Topics of Interest and Research
The Software Systems and Management faculty, in conjunction with colleagues in ECE, Silicon Valley companies and NASA's Ames Research Center, is engaged in a broad range of leading edge research projects across software systems and management. The Silicon Valley climate of innovation and entrepreneurship has a strong influence on our research, resulting in an emphasis on projects that can be applied to real world problems rather than purely focusing on foundational research. Silicon Valley faculty have been highly successful in obtaining research grants, publishing research results in leading conferences and archival journals, and in bringing their research into the classroom. Our location puts us in close proximity to many of the world's most innovative companies, and we have been able to draw on their top technical leaders to present their work in our weekly colloquia. In addition to direct software engineering and software management research, several other software intensive research projects engage faculty, MS and PhD students in building novel applications and systems involving sensors, networks, mobile and vehicular systems, using speech and machine learning technologies.

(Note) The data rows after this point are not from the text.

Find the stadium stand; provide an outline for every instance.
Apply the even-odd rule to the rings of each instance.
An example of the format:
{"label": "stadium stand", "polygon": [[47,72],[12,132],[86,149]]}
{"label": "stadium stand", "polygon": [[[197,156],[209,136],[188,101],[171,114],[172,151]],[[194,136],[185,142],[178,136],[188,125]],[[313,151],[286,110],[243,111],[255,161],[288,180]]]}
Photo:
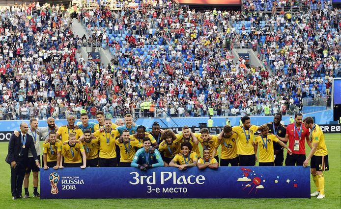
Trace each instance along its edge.
{"label": "stadium stand", "polygon": [[[82,109],[109,117],[291,114],[306,98],[325,108],[341,75],[340,13],[326,1],[249,0],[241,11],[202,12],[171,0],[113,2],[1,11],[0,119]],[[73,35],[69,14],[88,39]],[[111,64],[77,55],[93,43],[111,52]],[[263,66],[235,59],[236,47],[253,49]]]}

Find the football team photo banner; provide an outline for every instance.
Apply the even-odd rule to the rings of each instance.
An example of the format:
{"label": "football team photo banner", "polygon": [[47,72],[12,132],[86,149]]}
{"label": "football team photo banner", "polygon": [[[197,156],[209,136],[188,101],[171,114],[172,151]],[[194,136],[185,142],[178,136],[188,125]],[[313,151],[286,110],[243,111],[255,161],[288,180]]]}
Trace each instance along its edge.
{"label": "football team photo banner", "polygon": [[40,169],[41,198],[310,198],[302,166]]}

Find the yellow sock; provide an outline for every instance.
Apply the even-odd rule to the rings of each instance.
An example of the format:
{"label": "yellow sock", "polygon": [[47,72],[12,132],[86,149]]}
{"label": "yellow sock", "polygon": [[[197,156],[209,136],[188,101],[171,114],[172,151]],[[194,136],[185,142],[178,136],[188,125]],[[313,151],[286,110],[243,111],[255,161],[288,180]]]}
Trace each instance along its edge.
{"label": "yellow sock", "polygon": [[317,174],[312,174],[312,176],[313,176],[313,181],[314,181],[314,183],[315,183],[315,186],[316,186],[316,190],[320,191],[319,184],[318,184],[318,176],[317,176]]}
{"label": "yellow sock", "polygon": [[324,177],[323,174],[318,175],[318,185],[320,187],[320,194],[324,194]]}

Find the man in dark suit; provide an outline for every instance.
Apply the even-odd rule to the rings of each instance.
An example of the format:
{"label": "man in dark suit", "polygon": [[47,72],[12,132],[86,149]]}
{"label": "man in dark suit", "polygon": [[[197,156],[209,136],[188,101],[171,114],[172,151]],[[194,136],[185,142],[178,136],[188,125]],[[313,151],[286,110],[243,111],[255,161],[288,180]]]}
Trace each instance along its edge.
{"label": "man in dark suit", "polygon": [[6,162],[11,165],[11,189],[13,200],[23,198],[21,195],[23,182],[25,176],[25,168],[28,163],[29,149],[32,152],[36,165],[40,167],[33,138],[27,134],[28,131],[28,125],[25,122],[21,123],[19,137],[12,134],[8,143],[8,154]]}

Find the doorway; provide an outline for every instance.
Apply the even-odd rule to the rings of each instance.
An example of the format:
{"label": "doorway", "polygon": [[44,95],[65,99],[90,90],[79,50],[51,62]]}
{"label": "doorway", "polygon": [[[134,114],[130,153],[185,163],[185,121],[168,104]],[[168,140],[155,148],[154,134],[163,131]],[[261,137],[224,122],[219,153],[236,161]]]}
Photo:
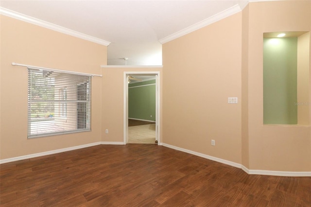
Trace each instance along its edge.
{"label": "doorway", "polygon": [[[153,82],[154,84],[152,83],[149,85],[153,85],[154,86],[155,86],[155,112],[154,112],[154,113],[151,113],[152,114],[150,114],[150,116],[151,117],[150,118],[144,118],[143,115],[141,115],[143,116],[141,117],[142,119],[130,120],[131,122],[130,125],[131,126],[133,125],[133,123],[139,123],[138,124],[138,125],[137,126],[130,126],[130,132],[131,136],[134,134],[136,136],[136,138],[138,139],[139,141],[139,137],[142,138],[144,137],[143,134],[147,133],[146,135],[144,136],[144,137],[148,138],[148,136],[150,137],[151,136],[150,135],[150,133],[152,133],[152,131],[153,131],[155,134],[155,138],[153,138],[154,139],[153,143],[157,143],[159,144],[160,143],[160,137],[159,136],[160,131],[159,127],[160,120],[159,72],[124,72],[123,142],[124,144],[126,144],[128,143],[133,143],[133,141],[129,142],[129,83],[131,82],[133,83],[133,81],[135,82],[135,79],[136,79],[136,80],[143,79],[144,80],[147,80],[148,81],[148,78],[152,79],[152,78],[150,78],[151,77],[153,77],[153,79],[154,80]],[[139,85],[139,84],[131,84],[131,85],[134,86],[130,86],[130,87],[138,88]],[[146,86],[147,85],[145,84],[145,85]],[[146,88],[147,87],[146,87]],[[146,116],[146,115],[145,115],[145,116]],[[149,116],[149,114],[148,116]],[[148,121],[151,122],[148,122]],[[135,125],[134,124],[134,125]],[[139,133],[141,133],[141,134],[139,134]],[[148,133],[149,133],[149,135],[148,135]],[[142,140],[141,143],[146,143],[146,142],[148,141],[150,142],[150,138],[149,138],[149,141],[148,141],[147,139],[143,139]]]}

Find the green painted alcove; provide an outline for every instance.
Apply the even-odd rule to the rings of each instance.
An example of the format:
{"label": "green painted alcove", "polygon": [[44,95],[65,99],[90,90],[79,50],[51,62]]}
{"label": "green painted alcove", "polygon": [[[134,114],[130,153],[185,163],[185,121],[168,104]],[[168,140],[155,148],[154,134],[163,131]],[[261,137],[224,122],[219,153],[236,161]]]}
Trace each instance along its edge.
{"label": "green painted alcove", "polygon": [[156,121],[156,80],[129,84],[128,117]]}
{"label": "green painted alcove", "polygon": [[264,34],[263,123],[308,124],[309,111],[299,104],[309,100],[309,33],[276,33]]}

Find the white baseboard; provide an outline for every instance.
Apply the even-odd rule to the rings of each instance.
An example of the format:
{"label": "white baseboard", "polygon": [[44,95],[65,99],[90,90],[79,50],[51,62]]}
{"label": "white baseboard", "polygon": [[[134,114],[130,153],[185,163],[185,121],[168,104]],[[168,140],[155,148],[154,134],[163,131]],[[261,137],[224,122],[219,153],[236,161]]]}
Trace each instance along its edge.
{"label": "white baseboard", "polygon": [[162,145],[164,147],[173,149],[179,151],[189,153],[211,160],[215,161],[220,162],[221,163],[225,164],[230,165],[230,166],[235,167],[238,168],[241,168],[248,174],[258,174],[262,175],[273,175],[273,176],[281,176],[287,177],[311,177],[311,172],[288,172],[288,171],[267,171],[262,170],[249,170],[244,165],[236,162],[231,162],[231,161],[226,160],[225,159],[221,159],[220,158],[215,157],[212,156],[209,156],[207,155],[187,150],[180,147],[176,147],[175,146],[171,145],[164,143],[161,143],[159,145]]}
{"label": "white baseboard", "polygon": [[[0,164],[6,163],[8,162],[14,162],[15,161],[22,160],[23,159],[30,159],[31,158],[37,157],[41,156],[52,155],[57,153],[63,153],[64,152],[70,151],[71,150],[78,150],[79,149],[85,148],[86,147],[92,147],[93,146],[99,145],[100,144],[113,144],[113,145],[124,145],[124,143],[121,141],[102,141],[98,142],[91,143],[89,144],[84,144],[82,145],[75,146],[74,147],[68,147],[66,148],[60,149],[59,150],[52,150],[51,151],[44,152],[43,153],[36,153],[34,154],[28,155],[24,156],[20,156],[16,157],[9,158],[0,160]],[[190,154],[193,155],[207,159],[215,161],[221,163],[230,165],[230,166],[240,168],[248,174],[258,174],[262,175],[273,175],[281,176],[287,177],[311,177],[311,172],[288,172],[288,171],[274,171],[262,170],[249,170],[243,165],[231,162],[225,159],[221,159],[212,156],[182,148],[175,146],[171,145],[165,143],[159,143],[158,145],[163,146],[169,148],[173,149],[179,151],[183,152]]]}
{"label": "white baseboard", "polygon": [[91,143],[90,144],[84,144],[82,145],[75,146],[74,147],[68,147],[67,148],[60,149],[59,150],[52,150],[51,151],[44,152],[42,153],[35,153],[34,154],[28,155],[23,156],[17,156],[16,157],[9,158],[0,160],[0,164],[6,163],[8,162],[14,162],[15,161],[22,160],[23,159],[30,159],[31,158],[37,157],[41,156],[56,154],[57,153],[63,153],[64,152],[71,151],[71,150],[78,150],[79,149],[85,148],[86,147],[93,147],[93,146],[99,145],[100,144],[114,144],[114,145],[124,145],[123,142],[114,141],[101,141],[98,142]]}
{"label": "white baseboard", "polygon": [[181,148],[180,147],[176,147],[175,146],[171,145],[170,144],[165,144],[165,143],[162,143],[162,145],[164,146],[164,147],[166,147],[170,148],[173,149],[174,150],[178,150],[179,151],[183,152],[184,153],[189,153],[190,154],[200,156],[201,157],[205,158],[206,159],[210,159],[211,160],[220,162],[221,163],[225,164],[226,165],[230,165],[230,166],[235,167],[236,168],[242,168],[242,165],[241,164],[231,162],[231,161],[228,161],[225,159],[221,159],[220,158],[215,157],[214,156],[208,155],[207,155],[203,154],[200,153],[197,153],[196,152],[192,151],[191,150],[187,150],[186,149]]}
{"label": "white baseboard", "polygon": [[248,174],[281,176],[286,177],[311,177],[311,172],[275,171],[262,170],[249,170],[242,165],[242,170]]}
{"label": "white baseboard", "polygon": [[124,143],[122,141],[102,141],[101,144],[114,144],[116,145],[124,145]]}
{"label": "white baseboard", "polygon": [[75,146],[74,147],[68,147],[67,148],[60,149],[59,150],[52,150],[51,151],[44,152],[43,153],[35,153],[28,155],[24,156],[17,156],[16,157],[9,158],[0,160],[0,164],[6,163],[7,162],[14,162],[15,161],[22,160],[23,159],[30,159],[31,158],[37,157],[38,156],[45,156],[50,155],[56,154],[57,153],[63,153],[64,152],[71,151],[71,150],[78,150],[79,149],[85,148],[86,147],[92,147],[99,145],[101,142],[94,142],[82,145]]}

The Mobility Research Center was created to address the rapid growth of “smart” mobile devices as a primary means of access to the Internet, as well as a medium of communication. Research projects include methods and tools for mobile application development, and their growing interaction with social networks and cloud computing. Many of the research projects in the center use, study or enhance mobile applications and systems. Sensor-rich, mobile devices are a potentially rich source of context, enabling the creation of applications that adapt to the user’s need and situation. The Disaster Management Initiative was a direct outgrowth of the center’s activities.

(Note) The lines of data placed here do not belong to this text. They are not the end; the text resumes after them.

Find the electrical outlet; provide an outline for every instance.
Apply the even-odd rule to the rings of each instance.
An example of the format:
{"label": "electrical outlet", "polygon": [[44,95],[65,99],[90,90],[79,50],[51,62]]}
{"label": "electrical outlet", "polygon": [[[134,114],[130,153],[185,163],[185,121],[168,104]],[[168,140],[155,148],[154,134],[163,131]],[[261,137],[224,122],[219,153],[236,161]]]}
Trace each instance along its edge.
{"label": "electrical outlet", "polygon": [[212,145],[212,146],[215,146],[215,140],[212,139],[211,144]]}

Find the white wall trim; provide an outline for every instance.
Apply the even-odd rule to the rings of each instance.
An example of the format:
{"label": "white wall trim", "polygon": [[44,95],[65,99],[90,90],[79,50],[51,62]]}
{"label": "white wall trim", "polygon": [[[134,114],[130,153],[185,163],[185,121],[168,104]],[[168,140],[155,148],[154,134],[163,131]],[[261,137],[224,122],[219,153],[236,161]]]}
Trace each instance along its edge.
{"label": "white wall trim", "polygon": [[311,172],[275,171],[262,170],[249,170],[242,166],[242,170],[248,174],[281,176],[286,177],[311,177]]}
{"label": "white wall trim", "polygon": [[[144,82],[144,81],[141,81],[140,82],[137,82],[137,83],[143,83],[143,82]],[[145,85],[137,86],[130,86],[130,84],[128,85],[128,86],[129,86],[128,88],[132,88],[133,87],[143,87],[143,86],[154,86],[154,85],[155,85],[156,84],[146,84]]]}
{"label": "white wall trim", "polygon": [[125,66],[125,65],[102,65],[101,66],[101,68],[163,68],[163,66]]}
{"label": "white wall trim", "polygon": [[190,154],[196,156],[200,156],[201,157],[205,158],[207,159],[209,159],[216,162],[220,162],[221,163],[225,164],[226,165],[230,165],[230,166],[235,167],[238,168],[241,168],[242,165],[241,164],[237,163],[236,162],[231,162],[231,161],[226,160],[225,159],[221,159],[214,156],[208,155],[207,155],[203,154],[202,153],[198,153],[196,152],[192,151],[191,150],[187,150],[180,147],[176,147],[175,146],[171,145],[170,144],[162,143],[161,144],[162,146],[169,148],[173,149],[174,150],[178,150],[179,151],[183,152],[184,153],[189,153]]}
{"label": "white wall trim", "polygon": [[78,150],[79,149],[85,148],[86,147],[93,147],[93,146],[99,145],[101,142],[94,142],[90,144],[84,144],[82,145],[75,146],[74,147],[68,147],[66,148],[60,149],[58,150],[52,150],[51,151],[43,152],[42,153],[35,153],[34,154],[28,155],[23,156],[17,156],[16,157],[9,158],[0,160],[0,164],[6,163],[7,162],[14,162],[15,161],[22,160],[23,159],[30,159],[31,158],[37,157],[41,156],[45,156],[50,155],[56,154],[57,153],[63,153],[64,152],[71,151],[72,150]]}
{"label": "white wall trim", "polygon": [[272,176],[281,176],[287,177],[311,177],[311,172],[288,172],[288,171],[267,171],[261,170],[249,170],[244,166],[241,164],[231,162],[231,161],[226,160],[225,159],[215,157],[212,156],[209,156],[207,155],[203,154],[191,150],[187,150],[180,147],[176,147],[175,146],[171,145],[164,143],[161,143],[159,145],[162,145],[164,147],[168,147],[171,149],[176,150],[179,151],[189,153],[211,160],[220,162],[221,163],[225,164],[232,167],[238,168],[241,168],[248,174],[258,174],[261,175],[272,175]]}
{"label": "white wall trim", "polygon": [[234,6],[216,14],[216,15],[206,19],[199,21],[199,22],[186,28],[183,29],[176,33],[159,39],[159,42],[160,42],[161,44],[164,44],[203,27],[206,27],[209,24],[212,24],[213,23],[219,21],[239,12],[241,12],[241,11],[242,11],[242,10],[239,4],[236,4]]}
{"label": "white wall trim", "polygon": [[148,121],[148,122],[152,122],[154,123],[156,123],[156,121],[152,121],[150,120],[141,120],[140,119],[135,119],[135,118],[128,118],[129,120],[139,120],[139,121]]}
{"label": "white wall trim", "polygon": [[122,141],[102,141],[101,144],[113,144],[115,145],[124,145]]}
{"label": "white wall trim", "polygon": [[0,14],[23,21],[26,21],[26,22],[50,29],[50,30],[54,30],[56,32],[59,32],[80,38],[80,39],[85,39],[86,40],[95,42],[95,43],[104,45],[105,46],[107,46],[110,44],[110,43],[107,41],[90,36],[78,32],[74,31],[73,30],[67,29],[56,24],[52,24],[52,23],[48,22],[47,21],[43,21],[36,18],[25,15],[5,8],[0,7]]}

The security research group at Carnegie Mellon Silicon Valley is part of Carnegie Mellon CyLab, one of the largest university-based cyber-security research and education centers in the U.S. Faculty and students work on several problems in many areas of security with a focus on the following core areas: Foundations of Security and Privacy, Web Security, Wireless Network and System Security
Innovation in Software Engineering Education
We research and apply modern education techniques to maximize transfer between the academic learning environment and the student’s professional practice. From the working professionals’ point of view, the most valuable graduate education aligns with and anticipates their evolving professional work. Toward that end, we employ a learning approach that functions as an enhanced, guided and practical version of the life-long practices that graduates will employ on the job. We have adopted a pedagogy that is based heavily on team-oriented projects, simulations, just-in-time coaching and tutorials, and industrial practicums, delivering our courses as Story-Centered Curricula.

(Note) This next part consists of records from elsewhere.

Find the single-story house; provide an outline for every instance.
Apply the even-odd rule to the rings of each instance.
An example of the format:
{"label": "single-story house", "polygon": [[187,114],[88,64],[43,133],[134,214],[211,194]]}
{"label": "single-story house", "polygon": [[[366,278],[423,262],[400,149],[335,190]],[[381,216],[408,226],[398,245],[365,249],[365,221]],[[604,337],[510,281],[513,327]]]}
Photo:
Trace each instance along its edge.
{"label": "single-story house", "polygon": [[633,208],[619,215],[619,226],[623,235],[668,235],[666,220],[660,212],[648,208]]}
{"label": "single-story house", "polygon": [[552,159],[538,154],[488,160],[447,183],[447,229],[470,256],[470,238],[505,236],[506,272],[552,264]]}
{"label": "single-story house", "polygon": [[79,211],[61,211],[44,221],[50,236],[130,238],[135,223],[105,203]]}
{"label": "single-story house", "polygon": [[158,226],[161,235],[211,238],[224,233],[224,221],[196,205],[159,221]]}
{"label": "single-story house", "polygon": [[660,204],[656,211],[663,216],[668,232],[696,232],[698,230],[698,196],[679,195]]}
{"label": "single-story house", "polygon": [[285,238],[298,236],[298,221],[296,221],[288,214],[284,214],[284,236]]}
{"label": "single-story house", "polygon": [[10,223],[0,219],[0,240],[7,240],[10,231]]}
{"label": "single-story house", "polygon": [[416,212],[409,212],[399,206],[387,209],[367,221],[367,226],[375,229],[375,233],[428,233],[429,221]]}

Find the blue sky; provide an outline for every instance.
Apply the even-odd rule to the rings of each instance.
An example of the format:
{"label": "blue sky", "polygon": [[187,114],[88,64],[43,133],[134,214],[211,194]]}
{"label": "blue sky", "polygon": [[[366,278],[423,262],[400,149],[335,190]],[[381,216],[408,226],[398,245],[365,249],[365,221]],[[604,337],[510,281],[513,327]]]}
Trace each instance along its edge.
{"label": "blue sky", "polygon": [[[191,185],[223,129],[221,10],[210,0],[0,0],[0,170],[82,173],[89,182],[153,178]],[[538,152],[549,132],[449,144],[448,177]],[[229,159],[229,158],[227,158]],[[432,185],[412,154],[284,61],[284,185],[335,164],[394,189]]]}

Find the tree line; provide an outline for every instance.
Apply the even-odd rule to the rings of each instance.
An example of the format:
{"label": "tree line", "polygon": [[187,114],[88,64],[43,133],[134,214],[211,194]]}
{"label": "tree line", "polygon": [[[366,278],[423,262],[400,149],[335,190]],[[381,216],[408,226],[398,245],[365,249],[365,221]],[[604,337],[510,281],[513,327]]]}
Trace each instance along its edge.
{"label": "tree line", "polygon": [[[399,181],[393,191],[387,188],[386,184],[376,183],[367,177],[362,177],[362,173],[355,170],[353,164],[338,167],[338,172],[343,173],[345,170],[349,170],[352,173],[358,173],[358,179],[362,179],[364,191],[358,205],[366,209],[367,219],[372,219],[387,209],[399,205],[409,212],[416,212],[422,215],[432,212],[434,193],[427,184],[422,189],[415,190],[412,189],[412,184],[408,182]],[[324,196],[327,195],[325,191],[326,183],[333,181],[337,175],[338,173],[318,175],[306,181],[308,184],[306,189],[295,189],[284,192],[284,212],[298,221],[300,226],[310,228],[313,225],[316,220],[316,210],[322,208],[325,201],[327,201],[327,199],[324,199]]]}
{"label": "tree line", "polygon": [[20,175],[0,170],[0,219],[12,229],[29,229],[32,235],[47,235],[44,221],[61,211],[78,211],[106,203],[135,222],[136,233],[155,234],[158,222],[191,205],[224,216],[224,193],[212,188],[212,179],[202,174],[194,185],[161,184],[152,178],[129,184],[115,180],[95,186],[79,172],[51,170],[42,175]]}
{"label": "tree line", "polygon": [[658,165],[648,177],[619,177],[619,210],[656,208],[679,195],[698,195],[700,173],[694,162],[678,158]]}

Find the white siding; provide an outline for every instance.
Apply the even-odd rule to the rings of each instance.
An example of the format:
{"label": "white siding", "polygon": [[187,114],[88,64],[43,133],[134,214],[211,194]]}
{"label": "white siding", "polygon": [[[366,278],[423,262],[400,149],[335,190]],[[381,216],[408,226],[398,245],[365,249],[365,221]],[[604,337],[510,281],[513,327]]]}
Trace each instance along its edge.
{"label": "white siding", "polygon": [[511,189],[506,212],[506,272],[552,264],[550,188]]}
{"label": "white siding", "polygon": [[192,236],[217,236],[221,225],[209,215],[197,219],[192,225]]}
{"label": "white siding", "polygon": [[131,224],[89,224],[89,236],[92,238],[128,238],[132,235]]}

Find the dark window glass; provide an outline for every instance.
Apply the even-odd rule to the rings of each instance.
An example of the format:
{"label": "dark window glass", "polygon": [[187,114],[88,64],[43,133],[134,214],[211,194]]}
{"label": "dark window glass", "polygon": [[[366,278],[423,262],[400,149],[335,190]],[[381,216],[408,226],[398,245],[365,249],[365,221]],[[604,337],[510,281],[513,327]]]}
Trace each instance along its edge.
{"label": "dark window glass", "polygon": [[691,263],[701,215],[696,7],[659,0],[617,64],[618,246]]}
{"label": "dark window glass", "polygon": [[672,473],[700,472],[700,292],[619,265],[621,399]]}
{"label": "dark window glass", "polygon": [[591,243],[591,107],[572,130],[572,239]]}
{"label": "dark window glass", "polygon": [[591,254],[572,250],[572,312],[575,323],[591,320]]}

PapersDeveloping Software Engineering Leaders at Carnegie Mellon Silicon Valley
Coaching Via Cognitive Apprenticeship
A Graduate Education in Software Management and the Software Business for Mid-Career Professionals
Exploration of Knowledge and Skills Transfer from a Formal Software Engineering Curriculum to a Capstone Practicum Project
Software Engineering Education at Carnegie Mellon University: One University; Programs Taught in Two Places
Contextualized Mobile Support for Learning by Doing in the Real World
We perform research in software verification. We investigate the use of abstraction and symbolic execution in the context of the open source Java PathFinder verification tool set, with applications to test input generation and error detection. Our main interest is in developing, extending and maintaining Symbolic PathFinder, a symbolic execution tool for Java bytecode. We are also working on using learning techniques for automating assume-guarantee compositional verification. Currently we are working on compositional techniques for probabilistic systems. Other research interests include parallelization of verification tasks and modeling and analysis for multiple statechart formalisms.
Faculty: Corina Pasareanu, Guillame Brat, Arnaud Venet
Open Source Software
We conduct research on evaluation, adoption, and use of open source software. Projects include analyzing business models for companies using free and open source software, quantitative analysis of open source projects, and . As thought-leaders in this discipline, we actively participate in the international open-source community.
Building a Business on Open Source Software
A Framework for Evaluating Managerial Styles in Open Source Projects
Evaluating Software Engineering Processes in Commercial and Community Open Source Projects
Teamwork and the Craft of Software Development
We examine effective practices to create high performing teams and we study the craft of software development and how to improve individual development practices while programmers are creating code. We are also involved with the evolution of agile development processes, widely used in Silicon Valley, especially among small entrepreneurial companies.
Papers: Towards Teaching The Craft of Software Development
Faculty: Todd Sedano
Explorations of standardized approaches to defining, collecting and interpreting measurements appropriate for effective management of different levels and phases of the software lifecycle and software business.
Software Component Reuse and Product Line Methods
Studying methods and technologies to improve the construction and use of components and frameworks, such as crowdsourcing, domain engineering, aspects and generators.
The Intelligent Systems Laboratory (ISL) develops state-of-the-art statistical learning and reasoning algorithms to build intelligent systems for real world problems. The group is developing intelligent systems for electrical power system management, speech translation, user behavior and mobile context information detection and modeling (e.g., indoor positioning and gesture detection). The research is centered on statistical learning, which draws on methods from statistics, machine learning, and data mining, is motivated by the massive amounts of data available nowadays. Many of the implementations draw on high-performance, GPU-based systems.